Текст научной работы на тему «Человек, мир, благодарение. О стихотворении И. А. Бродского «я входил вместо дикого зверя в клетку. . . »»

Н. Б. Иванов, М. В. Михайлова*

ЧЕЛОВЕК, МИР, БЛАГОДАРЕНИЕ О СТИХОТВОРЕНИИ И. А. БРОДСКОГО «Я ВХОДИЛ ВМЕСТО ДИКОГО ЗВЕРЯ В КЛЕТКУ...» **

Статья посвящена евхаристическому аспекту поэзии, рассматриваемой как преимущественная и совершенная форма метафизического опыта. Тема благодарности является структурообразующей в избранном для анализа стихотворении И. А. Бродского. Текст Бродского обнаруживает антропологику благодарности: экзистенциальная ответственность и мужество обязывают принимать мир, а принятие вводит в работу благодарения, равно необходимую и для построения поэтического высказывания, и для удержания человеческого достоинства.
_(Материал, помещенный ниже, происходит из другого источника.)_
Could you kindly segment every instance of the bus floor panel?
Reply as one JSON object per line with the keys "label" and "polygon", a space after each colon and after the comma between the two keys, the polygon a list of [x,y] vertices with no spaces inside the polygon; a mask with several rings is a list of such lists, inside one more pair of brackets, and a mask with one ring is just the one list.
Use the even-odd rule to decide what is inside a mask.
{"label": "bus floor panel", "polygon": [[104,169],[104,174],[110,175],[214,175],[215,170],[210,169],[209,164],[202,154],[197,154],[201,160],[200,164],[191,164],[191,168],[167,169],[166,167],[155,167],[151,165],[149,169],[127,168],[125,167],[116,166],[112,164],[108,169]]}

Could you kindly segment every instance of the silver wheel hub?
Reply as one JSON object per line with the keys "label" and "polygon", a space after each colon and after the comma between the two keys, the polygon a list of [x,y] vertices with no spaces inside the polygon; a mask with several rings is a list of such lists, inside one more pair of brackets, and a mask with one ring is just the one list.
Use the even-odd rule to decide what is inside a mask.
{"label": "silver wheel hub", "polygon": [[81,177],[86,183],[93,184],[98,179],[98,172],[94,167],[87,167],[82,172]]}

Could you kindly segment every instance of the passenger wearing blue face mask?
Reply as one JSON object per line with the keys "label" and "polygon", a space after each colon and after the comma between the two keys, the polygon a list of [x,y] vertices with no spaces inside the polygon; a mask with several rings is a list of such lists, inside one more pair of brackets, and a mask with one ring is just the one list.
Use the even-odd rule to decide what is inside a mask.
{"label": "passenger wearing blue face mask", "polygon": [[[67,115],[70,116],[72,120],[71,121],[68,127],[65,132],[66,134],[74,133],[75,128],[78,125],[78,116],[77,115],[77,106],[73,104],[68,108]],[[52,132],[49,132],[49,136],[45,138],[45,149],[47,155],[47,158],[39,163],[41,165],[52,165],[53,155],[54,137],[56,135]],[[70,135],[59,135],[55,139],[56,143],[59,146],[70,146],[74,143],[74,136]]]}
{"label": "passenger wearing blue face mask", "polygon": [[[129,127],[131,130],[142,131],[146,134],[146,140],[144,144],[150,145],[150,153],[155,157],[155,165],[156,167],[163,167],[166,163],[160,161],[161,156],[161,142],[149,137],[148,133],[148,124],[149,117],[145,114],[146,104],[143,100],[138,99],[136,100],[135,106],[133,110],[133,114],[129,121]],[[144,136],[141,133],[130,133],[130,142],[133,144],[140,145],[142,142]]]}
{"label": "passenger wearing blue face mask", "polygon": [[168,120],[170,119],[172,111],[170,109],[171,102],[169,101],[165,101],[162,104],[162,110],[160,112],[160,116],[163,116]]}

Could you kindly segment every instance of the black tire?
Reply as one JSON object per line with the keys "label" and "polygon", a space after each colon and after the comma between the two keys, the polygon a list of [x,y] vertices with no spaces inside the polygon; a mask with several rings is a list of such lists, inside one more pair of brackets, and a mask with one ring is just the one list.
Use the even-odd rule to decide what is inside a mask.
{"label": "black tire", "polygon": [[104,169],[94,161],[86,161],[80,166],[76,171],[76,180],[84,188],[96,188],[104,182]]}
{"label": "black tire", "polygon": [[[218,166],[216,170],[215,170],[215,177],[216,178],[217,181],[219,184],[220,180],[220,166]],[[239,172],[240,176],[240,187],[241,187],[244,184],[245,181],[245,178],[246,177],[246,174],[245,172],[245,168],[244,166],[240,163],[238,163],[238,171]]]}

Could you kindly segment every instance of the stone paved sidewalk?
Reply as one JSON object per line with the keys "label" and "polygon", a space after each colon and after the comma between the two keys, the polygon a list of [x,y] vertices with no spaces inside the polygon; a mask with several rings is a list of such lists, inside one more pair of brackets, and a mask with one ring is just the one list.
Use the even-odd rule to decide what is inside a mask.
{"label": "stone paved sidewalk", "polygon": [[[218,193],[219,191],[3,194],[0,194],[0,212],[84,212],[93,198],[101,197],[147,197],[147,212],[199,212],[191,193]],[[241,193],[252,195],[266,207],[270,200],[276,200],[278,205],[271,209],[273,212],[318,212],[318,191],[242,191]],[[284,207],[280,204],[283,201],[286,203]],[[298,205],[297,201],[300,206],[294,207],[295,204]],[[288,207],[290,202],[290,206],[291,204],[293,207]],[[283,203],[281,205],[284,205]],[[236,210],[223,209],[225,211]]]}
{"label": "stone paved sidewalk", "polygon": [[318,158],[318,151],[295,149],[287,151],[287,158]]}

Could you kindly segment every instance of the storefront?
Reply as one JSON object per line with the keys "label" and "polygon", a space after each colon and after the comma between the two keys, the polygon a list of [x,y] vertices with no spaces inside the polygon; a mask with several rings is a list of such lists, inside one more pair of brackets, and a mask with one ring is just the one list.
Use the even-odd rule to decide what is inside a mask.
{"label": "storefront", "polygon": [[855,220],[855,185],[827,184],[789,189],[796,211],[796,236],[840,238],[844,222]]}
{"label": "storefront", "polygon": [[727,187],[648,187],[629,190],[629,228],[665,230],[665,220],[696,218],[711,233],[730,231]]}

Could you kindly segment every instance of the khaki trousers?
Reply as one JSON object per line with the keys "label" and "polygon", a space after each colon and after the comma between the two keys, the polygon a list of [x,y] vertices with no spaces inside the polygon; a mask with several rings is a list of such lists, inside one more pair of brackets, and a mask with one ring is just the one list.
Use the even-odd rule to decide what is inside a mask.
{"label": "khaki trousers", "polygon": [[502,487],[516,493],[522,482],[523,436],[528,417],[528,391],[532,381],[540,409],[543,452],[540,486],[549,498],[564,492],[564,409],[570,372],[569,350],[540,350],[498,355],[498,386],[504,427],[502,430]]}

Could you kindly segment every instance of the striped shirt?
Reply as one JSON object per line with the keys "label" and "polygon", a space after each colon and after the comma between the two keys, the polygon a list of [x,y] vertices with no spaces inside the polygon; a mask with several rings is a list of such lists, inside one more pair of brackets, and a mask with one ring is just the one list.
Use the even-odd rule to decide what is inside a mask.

Ключевые слова: Поэзия, Бродский, метафизика, жизнь, мир, благодарность, свобода.

N. B. Ivanov, М. V. Mikhailova MAN, WORLD, GRATITUDE On the poeme «I have braved, for want of wild beasts, steel cages» by J. Brodsky

The article deals with the eucharistic aspect of poetry, considered as a predominant and perfect form of metaphysical experience. The theme of gratitude is a structure-forming one in the poem of J. Brodsky chosen for analyses. Brodsky's text reveals an anthropo-logics of gratitude: existential responsibility and courage oblige to accept the world, and this acceptance introduces gratitude, necessary as for constructing a poetic utterance, as for retaining human dignity.

Keywords: Poetry, Brodsky, metaphysics, life, world, gratitude, freedom.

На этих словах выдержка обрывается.